Patients with a certain disease can die directly from that disease or from an unrelated cause such as a car accident. When the precise cause of death is not specified, this is called the overall survival rate or observed survival rate. Doctors often use mean overall survival rates to estimate the patient's prognosis. This is often expressed over standard time periods, like one, five, and ten years. For example, prostate cancer has a much higher one year overall survival rate than pancreatic cancer, and thus has a better prognosis.

[edit] Net survival rate

When someone is more interested in how survival is affected by the disease, there is also the net survival rate, which filters out the effect of mortality from other causes than the disease. The two main ways to calculate net survival are relative survival and cause specific survival or disease specific survival.

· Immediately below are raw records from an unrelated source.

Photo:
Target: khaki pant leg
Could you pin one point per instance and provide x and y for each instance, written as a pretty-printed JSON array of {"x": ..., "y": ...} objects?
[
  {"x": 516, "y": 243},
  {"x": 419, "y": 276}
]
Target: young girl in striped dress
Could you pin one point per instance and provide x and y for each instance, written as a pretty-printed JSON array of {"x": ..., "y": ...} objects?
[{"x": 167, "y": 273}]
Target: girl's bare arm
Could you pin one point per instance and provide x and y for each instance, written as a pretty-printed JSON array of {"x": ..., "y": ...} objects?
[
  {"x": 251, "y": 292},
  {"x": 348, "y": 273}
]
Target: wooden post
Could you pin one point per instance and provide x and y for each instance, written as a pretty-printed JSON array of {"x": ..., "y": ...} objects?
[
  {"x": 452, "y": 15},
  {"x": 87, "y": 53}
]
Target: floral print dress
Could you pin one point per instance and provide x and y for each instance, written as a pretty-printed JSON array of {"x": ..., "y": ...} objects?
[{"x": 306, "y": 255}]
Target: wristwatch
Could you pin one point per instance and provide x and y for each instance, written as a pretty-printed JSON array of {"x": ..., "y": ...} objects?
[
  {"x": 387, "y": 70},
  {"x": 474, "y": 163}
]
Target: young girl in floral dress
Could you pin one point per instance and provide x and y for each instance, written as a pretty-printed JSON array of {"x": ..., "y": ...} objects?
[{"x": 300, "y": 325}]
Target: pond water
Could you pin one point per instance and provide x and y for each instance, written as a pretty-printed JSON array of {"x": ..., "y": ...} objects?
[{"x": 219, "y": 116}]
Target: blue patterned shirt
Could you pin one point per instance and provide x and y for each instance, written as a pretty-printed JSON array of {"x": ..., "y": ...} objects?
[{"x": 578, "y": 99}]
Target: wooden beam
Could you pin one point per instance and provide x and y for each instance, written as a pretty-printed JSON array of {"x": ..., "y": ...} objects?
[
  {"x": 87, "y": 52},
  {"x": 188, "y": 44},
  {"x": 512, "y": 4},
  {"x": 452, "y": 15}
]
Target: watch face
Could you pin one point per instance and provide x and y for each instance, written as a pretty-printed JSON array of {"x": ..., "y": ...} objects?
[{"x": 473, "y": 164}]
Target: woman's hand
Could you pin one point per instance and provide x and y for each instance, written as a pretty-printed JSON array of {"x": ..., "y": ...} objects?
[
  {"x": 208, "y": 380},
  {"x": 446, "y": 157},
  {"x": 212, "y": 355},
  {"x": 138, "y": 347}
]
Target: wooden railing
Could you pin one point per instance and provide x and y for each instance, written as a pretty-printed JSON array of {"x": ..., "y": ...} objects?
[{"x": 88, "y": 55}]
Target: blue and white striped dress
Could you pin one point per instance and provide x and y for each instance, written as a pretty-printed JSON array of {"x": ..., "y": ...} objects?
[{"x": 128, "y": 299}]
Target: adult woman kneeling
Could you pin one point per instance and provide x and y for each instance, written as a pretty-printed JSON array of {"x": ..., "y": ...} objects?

  • Relative survival is calculated by dividing the overall survival after diagnosis of a disease by the survival as observed in a similar population that was not diagnosed with that disease. A similar population is composed of individuals with at least age and gender similar to those diagnosed with the disease.
  • Cause specific survival is calculated by treating deaths from other causes than the disease as withdrawals from the population that don't lower survival, comparable to patients who are not observed any longer, e.g. due to reaching the end of the study period.

Relative survival has the advantage that it does not depend on accuracy of the reported cause of death; cause specific survival has the advantage that it does not depend on the ability to find a similar population of people without the disease.